Un militaire de mes amis, qui est mort de la fièvre en Grèce il y a quelques années, me conta un jour la première affaire à laquelle il avait assisté. Son récit me frappa tellement, que je l’écrivis de mémoire aussitôt que j’en eus le loisir. Le voici :

« Je rejoignis le régiment le 4 septembre au soir. Je trouvai le colonel au bivouac. Il me reçut d’abord assez brusquement ; mais, après avoir lu la lettre de recommandation du général B***, il changea de manières, et m’adressa quelques paroles obligeantes.

» Je fus présenté par lui à mon capitaine, qui revenait à l’instant même d’une reconnaissance. Ce capitaine, que je n’eus guère le temps de connaître, était un grand homme brun, d’une physionomie dure et repoussante. Il avait été simple soldat, et avait gagné ses épaulettes et sa croix sur les champs de bataille. Sa voix, qui était enrouée et faible, contrastait singulièrement avec sa stature presque gigantesque.

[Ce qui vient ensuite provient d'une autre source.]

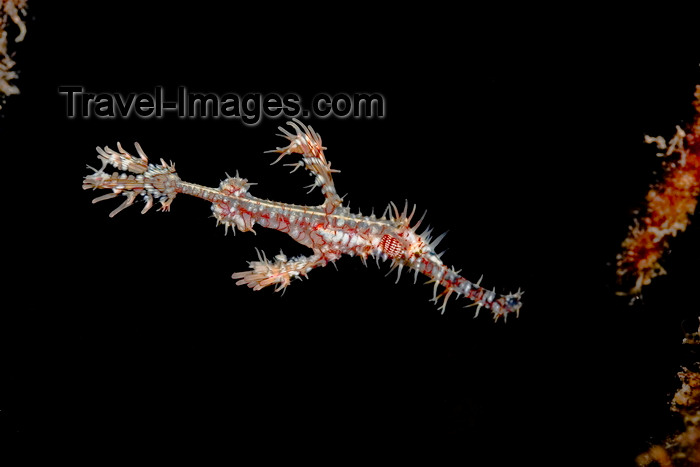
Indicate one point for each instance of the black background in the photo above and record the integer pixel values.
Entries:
(126, 337)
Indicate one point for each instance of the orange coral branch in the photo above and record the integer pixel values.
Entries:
(669, 205)
(9, 9)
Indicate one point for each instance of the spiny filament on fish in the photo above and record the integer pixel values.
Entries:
(329, 230)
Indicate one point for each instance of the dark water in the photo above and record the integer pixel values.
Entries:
(127, 338)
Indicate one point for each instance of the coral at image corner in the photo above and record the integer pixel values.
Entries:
(669, 205)
(682, 449)
(11, 10)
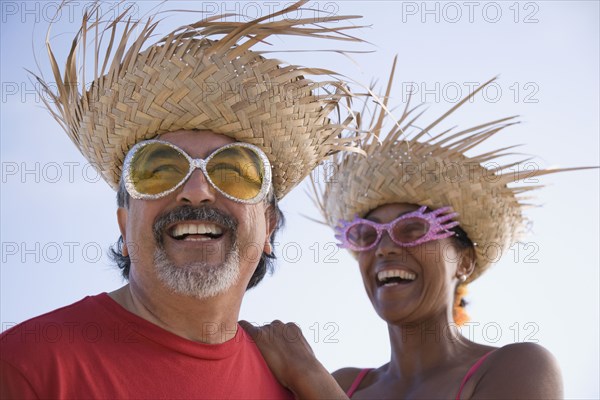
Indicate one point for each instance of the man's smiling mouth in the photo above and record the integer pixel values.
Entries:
(195, 231)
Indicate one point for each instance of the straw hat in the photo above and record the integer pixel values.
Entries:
(412, 165)
(187, 81)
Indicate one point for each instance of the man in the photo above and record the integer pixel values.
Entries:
(200, 137)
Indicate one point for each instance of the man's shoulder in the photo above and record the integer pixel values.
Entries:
(50, 328)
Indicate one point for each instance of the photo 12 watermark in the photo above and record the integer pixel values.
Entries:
(453, 12)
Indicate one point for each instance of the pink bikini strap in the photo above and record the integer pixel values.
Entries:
(357, 381)
(471, 372)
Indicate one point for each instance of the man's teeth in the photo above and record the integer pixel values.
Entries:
(388, 276)
(196, 229)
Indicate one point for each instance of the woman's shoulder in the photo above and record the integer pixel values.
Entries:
(531, 354)
(519, 370)
(346, 376)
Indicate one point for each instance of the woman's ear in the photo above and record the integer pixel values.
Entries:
(466, 264)
(271, 223)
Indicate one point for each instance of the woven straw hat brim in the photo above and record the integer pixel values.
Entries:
(401, 168)
(187, 81)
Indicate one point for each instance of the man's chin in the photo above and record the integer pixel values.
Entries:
(197, 278)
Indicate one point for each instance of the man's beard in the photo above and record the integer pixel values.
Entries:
(197, 279)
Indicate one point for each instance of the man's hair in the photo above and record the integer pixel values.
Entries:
(266, 263)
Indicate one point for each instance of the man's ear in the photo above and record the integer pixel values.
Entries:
(122, 220)
(271, 223)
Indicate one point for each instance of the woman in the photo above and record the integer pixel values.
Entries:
(423, 221)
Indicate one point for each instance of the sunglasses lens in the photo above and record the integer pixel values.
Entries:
(156, 168)
(410, 230)
(361, 235)
(237, 171)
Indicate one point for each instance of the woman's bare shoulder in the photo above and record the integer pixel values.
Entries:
(346, 376)
(520, 370)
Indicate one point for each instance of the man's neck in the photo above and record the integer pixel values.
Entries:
(212, 320)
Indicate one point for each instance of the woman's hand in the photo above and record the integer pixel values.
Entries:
(292, 360)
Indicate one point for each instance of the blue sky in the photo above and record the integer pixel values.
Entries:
(58, 217)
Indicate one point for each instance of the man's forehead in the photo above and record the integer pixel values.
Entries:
(197, 143)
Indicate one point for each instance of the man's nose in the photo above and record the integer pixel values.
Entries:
(386, 245)
(196, 190)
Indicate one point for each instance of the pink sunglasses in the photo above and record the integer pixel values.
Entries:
(408, 230)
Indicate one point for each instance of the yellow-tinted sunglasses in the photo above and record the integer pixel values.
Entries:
(155, 168)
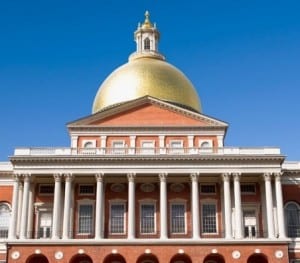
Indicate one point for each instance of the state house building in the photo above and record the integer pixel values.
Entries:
(147, 179)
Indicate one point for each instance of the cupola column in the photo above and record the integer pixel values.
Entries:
(131, 205)
(195, 206)
(56, 207)
(163, 206)
(25, 203)
(67, 206)
(237, 205)
(279, 205)
(14, 212)
(227, 205)
(99, 206)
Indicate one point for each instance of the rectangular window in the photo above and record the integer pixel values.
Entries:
(118, 147)
(86, 189)
(45, 224)
(176, 147)
(85, 219)
(117, 219)
(209, 218)
(207, 188)
(46, 189)
(177, 218)
(248, 188)
(147, 218)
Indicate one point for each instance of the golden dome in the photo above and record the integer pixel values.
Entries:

On me dit qu’il devait cette voix étrange à une balle qui l’avait percé de part en part à la bataille d’Iéna.

» En apprenant que je sortais de l’école de Fontainebleau, il fit la grimace et dit : « Mon lieutenant est mort hier… » Je compris qu’il voulait dire : « C’est vous qui devez le remplacer, et vous n’en êtes pas capable. » Un mot piquant me vint sur les lèvres, mais je me contins.

» La lune se leva derrière la redoute de Cheverino, située à deux portées de canon de notre bivouac. Elle était large et rouge comme cela est ordinaire à son lever. Mais ce soir elle me parut d’une grandeur extraordinaire. Pendant un instant, la redoute se détacha en noir sur le disque éclatant de la lune. Elle ressemblait au cône d’un volcan au moment de l’éruption.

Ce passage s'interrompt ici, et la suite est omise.